Tony snorted with derision. “That is possibly the biggest understatement I’ve ever heard. I bet it’s just fine and dandy if you’ve been to St Martin’s or Goldsmiths or something. All that networking with famous artist lecturers.”
“Oh, I can promise you it’s not like that. I mean, some people get their breaks at art school, but it tends to favour the, er, the extroverts.”
“You went to…?”
“Goldsmiths.”
“Well, you seem pretty outgoing to me!”
Ella wanted to say that he was a special case, that she’d come to know him pretty well by now, having met him, or versions of him so many times that all her awkwardness had evaporated. Her challenges now were not around shyness, but around sounding authentic as she held the same opening conversation she’d had dozens of times. Once they’d got past the obvious, she tried to steer things to topics that were new to her.

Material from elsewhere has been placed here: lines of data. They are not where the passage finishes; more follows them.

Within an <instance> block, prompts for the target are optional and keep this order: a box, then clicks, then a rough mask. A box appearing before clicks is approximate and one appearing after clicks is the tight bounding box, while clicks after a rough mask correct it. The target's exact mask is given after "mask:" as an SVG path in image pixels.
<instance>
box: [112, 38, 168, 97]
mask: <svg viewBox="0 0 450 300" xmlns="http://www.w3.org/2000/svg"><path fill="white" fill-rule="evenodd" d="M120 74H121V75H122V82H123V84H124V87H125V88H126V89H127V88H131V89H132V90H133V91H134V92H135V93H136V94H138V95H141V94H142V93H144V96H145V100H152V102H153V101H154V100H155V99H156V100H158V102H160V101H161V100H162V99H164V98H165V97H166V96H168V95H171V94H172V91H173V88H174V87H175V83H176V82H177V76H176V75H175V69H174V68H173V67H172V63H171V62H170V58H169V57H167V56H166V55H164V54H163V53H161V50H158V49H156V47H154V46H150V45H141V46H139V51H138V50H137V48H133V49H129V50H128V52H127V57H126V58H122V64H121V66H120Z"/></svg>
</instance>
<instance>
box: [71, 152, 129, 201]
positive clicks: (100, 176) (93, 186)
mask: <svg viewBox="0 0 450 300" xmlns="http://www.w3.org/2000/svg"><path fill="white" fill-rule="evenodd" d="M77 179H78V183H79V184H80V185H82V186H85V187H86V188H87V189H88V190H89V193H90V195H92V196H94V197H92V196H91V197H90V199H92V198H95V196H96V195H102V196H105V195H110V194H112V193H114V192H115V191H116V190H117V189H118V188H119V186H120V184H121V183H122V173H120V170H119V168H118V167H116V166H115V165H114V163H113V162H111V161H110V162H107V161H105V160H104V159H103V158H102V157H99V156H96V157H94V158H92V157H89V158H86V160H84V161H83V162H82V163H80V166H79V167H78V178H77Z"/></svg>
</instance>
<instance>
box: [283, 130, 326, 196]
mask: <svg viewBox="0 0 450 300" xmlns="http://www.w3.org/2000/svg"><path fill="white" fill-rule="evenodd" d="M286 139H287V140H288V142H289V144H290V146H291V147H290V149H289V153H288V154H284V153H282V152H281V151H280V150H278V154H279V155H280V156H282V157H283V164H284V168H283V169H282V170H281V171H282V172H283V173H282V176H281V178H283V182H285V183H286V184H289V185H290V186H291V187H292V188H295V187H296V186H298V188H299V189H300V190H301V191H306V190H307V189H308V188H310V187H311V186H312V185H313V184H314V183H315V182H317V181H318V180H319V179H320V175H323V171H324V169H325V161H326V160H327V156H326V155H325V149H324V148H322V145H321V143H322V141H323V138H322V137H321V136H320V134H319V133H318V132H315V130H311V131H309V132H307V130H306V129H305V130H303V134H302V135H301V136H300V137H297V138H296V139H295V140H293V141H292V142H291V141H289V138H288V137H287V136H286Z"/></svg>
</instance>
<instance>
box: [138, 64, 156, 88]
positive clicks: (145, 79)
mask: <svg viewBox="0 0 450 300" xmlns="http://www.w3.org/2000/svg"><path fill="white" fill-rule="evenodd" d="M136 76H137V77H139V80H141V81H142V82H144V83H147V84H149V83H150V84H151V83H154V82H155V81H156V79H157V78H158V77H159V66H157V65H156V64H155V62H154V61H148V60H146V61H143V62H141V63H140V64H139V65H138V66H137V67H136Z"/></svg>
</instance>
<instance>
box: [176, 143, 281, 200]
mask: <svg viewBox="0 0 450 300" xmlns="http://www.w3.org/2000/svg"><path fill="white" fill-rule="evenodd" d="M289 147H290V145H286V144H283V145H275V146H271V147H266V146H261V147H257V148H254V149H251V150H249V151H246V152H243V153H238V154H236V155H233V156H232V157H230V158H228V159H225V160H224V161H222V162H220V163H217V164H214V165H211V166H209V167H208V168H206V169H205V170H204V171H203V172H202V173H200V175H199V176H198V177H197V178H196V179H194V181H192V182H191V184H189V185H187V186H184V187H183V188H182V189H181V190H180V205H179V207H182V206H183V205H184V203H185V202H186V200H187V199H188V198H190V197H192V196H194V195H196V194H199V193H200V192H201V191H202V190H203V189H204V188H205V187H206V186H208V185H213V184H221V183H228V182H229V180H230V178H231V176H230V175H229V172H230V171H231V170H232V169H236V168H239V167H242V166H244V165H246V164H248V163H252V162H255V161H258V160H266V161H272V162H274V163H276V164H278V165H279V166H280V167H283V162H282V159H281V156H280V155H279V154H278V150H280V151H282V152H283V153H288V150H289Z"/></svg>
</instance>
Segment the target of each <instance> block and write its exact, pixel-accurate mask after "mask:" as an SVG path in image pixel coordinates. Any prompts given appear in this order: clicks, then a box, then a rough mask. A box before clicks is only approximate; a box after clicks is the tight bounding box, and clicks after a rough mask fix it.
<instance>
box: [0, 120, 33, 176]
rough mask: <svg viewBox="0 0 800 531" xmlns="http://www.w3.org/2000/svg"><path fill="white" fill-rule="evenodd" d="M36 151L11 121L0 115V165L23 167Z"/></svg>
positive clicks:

She already knew about his childhood, how dicey his relationship with his father was, but how close he was to his sisters. Although they were younger than him, they took as much of a maternal role as they could get away with. She had initially felt jealous of that, given the distance — both figuratively and literally — between her and her own brother, but she’d worked through it. And she’d figured out how to talk about her own family without revealing too much of the anger she felt towards them.
She knew about his taste in comics, their shared love of the greats and shared distaste for the schlocky end of the superhero genre, though he had managed to convince her that some of those comics were better than others. She knew about his wish to own an Irish wolf hound, his penchant for cold press coffee, and the difficulty he had getting up in the morning. She knew that he wasn’t freaked out by her family situation, didn’t think that she was weird for working so hard, shared her taste in films and music, and liked her work.
She knew she wanted him to get to know her as well as she now knew him.